The workflow was pretty straightforward: I’d build a section, send the preview, the designer would check it on their end (sometimes on different screen sizes), then we’d go over what needed adjustment. A lot of the back-and-forth came down to motion details, things like timing, easing, and getting spacing right across breakpoints.
One thing that helped a lot was being clear about tradeoffs.

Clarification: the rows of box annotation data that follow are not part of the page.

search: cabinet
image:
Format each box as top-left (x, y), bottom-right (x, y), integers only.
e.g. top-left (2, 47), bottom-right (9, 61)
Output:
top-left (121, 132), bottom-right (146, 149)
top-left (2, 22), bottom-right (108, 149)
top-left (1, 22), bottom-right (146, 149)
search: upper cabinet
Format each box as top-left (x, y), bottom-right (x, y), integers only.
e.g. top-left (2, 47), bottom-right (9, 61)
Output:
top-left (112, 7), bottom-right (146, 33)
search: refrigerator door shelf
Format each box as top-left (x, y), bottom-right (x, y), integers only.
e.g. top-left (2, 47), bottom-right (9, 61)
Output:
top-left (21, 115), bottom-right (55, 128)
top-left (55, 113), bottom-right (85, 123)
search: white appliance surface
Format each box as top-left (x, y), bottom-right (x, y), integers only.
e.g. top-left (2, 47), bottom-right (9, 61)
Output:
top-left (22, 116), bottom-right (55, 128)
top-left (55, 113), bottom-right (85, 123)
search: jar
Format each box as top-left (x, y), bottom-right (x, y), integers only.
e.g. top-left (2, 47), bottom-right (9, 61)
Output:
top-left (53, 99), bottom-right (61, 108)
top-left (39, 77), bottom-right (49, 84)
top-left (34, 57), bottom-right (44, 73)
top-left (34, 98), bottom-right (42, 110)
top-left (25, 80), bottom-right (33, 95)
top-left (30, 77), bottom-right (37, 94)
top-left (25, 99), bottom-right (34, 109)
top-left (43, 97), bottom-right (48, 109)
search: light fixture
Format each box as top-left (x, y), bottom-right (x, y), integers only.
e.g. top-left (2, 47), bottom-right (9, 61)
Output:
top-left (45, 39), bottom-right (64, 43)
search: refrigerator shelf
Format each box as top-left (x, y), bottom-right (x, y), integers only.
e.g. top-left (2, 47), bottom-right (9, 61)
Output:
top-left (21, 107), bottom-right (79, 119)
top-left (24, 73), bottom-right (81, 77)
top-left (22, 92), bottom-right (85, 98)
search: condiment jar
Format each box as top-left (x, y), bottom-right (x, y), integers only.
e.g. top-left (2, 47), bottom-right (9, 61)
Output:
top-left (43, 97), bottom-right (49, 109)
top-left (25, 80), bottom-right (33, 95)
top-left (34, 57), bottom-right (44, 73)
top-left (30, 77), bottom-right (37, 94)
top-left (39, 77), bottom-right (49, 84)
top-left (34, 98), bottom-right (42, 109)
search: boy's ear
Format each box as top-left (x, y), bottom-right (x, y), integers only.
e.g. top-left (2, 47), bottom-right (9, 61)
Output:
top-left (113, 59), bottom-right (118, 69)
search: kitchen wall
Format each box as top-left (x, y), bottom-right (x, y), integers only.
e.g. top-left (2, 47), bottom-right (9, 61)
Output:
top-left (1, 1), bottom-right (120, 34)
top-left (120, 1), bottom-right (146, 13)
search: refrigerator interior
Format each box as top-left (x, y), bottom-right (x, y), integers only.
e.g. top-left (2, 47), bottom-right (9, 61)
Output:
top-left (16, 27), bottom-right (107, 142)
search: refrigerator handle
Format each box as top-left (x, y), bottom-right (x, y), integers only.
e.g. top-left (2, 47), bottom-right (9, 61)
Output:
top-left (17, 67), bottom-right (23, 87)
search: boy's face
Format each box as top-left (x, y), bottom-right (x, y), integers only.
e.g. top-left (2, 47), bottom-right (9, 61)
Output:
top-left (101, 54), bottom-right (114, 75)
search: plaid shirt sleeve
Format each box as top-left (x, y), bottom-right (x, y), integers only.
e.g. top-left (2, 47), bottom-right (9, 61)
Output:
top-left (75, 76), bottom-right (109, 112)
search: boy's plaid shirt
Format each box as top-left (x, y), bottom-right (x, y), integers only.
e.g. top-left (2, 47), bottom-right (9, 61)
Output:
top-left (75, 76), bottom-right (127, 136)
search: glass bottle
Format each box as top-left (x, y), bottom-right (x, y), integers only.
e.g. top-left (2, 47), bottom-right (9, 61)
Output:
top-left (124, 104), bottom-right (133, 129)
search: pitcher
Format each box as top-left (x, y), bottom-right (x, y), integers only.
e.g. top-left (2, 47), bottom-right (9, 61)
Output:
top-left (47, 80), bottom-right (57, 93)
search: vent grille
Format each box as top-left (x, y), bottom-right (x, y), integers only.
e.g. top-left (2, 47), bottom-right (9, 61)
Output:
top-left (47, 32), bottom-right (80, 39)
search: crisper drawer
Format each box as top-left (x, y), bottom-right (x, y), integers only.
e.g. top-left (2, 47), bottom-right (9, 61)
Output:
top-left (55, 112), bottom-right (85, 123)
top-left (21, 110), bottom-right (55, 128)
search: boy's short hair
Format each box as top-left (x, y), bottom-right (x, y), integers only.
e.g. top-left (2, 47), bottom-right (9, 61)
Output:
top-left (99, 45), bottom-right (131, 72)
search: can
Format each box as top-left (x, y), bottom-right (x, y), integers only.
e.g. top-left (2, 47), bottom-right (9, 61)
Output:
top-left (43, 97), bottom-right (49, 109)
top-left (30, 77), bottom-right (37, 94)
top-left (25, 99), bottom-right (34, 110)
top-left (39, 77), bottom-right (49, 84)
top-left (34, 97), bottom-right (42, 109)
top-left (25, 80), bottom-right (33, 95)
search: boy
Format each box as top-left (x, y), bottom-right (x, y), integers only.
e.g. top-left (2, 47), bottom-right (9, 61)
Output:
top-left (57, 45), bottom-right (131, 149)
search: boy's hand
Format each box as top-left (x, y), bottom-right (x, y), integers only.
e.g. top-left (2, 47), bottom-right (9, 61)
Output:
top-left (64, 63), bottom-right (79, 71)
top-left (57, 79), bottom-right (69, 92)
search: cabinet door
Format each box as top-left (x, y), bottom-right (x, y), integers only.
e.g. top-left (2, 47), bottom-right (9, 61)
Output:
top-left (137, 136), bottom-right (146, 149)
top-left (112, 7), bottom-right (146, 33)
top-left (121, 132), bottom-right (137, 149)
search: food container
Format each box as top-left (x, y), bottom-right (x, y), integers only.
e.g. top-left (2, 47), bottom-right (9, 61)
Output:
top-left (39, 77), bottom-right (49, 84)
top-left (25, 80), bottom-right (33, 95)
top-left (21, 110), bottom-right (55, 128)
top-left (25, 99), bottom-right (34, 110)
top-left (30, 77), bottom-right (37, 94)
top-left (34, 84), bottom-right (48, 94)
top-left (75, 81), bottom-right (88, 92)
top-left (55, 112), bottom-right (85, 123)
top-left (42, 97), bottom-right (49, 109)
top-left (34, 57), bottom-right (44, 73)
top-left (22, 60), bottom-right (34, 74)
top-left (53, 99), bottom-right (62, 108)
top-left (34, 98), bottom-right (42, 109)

If a design detail was possible but would take extra time or add unnecessary complexity, I’d call it out early and suggest a simpler option that still achieved almost the same result. Most of the time, we went with the simpler approach, which kept things moving without sacrificing quality.
What matters most isn’t the tools, it’s knowing when to pause and clarify a design before coding. It’s a lot easier than reworking a whole section later.
Current State
✓ Shipped
Hero, Features, Stats, FAQ, CTA, Navigation, Footer, all sections built and deployed to Vercel.
◷ In Progress / Planned
Additional content pages (resources, about), further test coverage expansion, accessibility audit and ARIA improvements.
The site is live and functional at vax-now.vercel.app. The codebase has 19 commits and is structured to be handed off or extended by another engineer without a long onboarding period.